Now, he’s coming out with the whole I-was-really-going-to-retire-but-I-owe-these-guys-a-favor story. Again, I have to call bull. The man had the best statistical season of his career last year. His team was a shoo-in for the Super Bowl until his costly game-losing error. He was offered $16.5 million, with the acceptance that he was going to miss all of the spring and summer and probably much of the preseason. Of course he was coming back; now he just has a story to spin so he doesn’t seem quite so dastardly (Sorry, I’ve always really wanted to use that word in a sentence.).

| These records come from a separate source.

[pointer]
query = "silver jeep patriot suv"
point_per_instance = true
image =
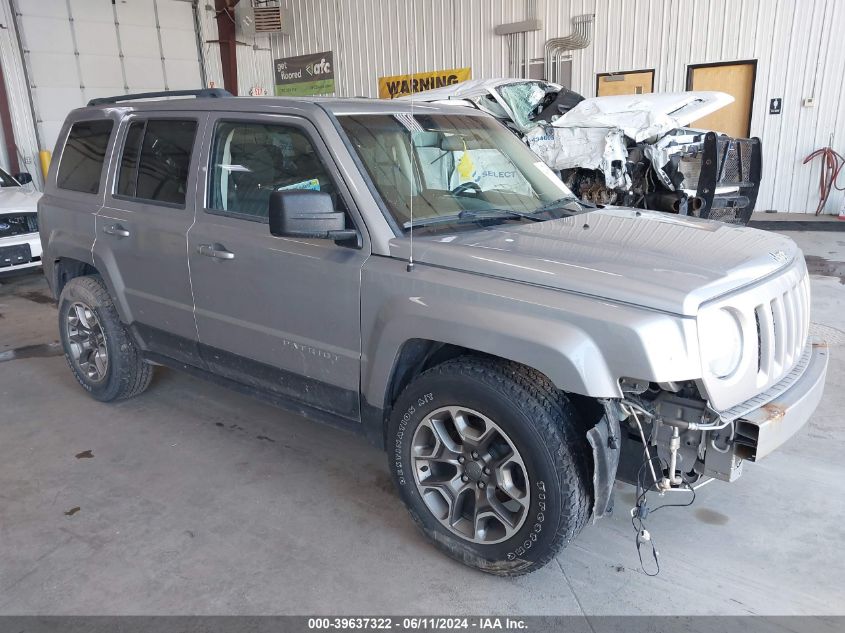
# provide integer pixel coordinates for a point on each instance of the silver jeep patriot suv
(414, 273)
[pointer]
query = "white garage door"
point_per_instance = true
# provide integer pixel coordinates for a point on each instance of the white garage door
(76, 50)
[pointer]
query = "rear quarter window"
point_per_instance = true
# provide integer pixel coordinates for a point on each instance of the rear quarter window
(81, 163)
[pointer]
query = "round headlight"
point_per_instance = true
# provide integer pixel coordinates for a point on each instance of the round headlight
(720, 335)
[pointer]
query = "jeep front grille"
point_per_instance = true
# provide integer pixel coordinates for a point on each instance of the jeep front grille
(783, 323)
(774, 316)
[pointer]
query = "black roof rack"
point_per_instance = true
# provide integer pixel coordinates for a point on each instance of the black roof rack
(203, 93)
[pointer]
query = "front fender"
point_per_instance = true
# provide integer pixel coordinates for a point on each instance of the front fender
(564, 353)
(583, 344)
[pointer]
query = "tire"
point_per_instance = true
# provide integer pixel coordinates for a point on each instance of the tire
(99, 350)
(536, 423)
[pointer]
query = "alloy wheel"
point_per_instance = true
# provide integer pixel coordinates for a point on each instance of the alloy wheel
(470, 475)
(87, 342)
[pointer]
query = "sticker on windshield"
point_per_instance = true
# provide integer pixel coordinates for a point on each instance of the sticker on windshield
(313, 184)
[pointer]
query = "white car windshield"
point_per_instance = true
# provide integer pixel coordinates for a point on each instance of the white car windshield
(446, 168)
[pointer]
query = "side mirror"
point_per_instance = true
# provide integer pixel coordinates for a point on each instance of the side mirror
(306, 213)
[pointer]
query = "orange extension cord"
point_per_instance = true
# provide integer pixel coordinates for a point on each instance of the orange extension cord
(832, 163)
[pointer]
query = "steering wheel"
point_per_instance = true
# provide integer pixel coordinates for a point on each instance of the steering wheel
(466, 186)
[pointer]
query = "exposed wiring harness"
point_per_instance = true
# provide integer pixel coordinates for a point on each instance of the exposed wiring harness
(641, 510)
(832, 164)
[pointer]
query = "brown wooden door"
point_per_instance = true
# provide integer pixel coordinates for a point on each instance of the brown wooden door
(632, 83)
(737, 79)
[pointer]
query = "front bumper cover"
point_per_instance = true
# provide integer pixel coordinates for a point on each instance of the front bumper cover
(764, 429)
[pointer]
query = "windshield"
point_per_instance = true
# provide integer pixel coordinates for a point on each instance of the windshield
(7, 181)
(453, 168)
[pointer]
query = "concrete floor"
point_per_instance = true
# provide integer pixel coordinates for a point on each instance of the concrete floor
(199, 500)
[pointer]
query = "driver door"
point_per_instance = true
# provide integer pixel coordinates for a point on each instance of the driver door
(278, 314)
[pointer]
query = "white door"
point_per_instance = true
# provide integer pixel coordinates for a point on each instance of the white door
(76, 50)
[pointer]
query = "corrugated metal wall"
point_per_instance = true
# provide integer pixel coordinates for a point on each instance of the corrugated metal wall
(795, 42)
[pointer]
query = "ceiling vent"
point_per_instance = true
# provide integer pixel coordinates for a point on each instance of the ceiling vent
(262, 18)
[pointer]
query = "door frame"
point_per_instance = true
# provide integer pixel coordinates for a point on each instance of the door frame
(739, 62)
(624, 72)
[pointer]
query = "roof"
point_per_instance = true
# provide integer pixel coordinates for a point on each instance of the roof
(335, 105)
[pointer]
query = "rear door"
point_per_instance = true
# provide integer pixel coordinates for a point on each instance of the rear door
(142, 228)
(279, 314)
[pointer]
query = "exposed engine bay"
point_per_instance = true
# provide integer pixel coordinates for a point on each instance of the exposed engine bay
(626, 150)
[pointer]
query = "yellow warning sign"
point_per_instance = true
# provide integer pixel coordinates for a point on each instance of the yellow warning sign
(403, 85)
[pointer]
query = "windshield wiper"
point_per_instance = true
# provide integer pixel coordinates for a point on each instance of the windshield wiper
(563, 202)
(471, 215)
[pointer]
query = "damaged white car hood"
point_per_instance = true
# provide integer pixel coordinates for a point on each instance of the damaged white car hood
(592, 135)
(640, 117)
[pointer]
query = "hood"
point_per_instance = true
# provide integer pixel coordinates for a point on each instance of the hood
(638, 116)
(18, 199)
(643, 116)
(472, 89)
(651, 259)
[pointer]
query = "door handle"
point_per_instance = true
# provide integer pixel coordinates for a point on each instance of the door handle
(115, 229)
(215, 250)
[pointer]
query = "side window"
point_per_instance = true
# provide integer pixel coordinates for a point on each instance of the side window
(155, 161)
(81, 163)
(249, 161)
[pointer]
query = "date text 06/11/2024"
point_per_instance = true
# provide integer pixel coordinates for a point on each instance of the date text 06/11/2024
(417, 623)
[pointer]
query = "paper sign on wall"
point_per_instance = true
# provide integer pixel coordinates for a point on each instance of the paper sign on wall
(403, 85)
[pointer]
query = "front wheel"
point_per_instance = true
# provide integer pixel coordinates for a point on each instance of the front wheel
(99, 350)
(488, 460)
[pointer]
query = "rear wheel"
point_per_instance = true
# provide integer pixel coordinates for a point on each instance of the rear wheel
(487, 457)
(99, 350)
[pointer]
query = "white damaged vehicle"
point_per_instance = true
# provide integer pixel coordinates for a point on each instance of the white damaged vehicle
(627, 150)
(20, 244)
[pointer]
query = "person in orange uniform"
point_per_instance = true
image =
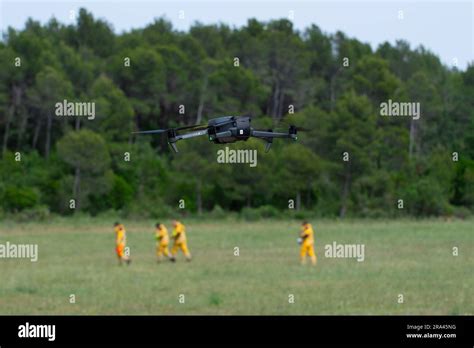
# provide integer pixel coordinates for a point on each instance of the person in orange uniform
(179, 238)
(307, 243)
(121, 243)
(162, 241)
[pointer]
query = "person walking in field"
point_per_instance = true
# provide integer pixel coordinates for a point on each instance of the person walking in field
(121, 243)
(162, 241)
(179, 238)
(307, 243)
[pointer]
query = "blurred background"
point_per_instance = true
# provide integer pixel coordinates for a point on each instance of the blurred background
(332, 63)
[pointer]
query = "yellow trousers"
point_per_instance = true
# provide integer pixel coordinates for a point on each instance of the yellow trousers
(180, 246)
(307, 248)
(162, 249)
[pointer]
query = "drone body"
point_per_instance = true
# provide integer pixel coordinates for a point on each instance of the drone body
(224, 130)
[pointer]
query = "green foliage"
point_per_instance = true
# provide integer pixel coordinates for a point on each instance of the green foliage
(142, 79)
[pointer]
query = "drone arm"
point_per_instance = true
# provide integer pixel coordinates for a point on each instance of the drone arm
(191, 135)
(264, 135)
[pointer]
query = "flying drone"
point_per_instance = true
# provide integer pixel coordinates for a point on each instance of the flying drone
(223, 130)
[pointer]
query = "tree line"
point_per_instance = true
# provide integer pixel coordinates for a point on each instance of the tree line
(350, 161)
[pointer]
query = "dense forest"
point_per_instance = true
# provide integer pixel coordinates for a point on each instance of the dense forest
(351, 161)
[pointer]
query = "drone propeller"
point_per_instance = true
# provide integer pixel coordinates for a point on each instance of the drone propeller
(159, 131)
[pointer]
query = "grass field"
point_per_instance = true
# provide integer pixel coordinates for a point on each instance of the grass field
(76, 256)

I used to love Favre. The first NFL game I can remember watching in its entirety was Green Bay against Carolina in the 1997 NFC Championship Game. His I’m-going-to-fit-it-through-that-hole-and-logic-be-d***ed mentality helped me fall in love with the game.

But what’s left of the formerly glorious green-and-yellow No. 4 is a bloated and now-purple-and-yellow No. 4 that’s either too prideful or too selfish to realize what he’s doing to everyone else around him. Either way, it’s childish and it doesn’t befit a man that holds a legitimate claim as the greatest quarterback of all time.

I, along with millions of other NFL fans, grew up with Brett Favre. It’s just a shame that, during that time, he didn’t grow up with us.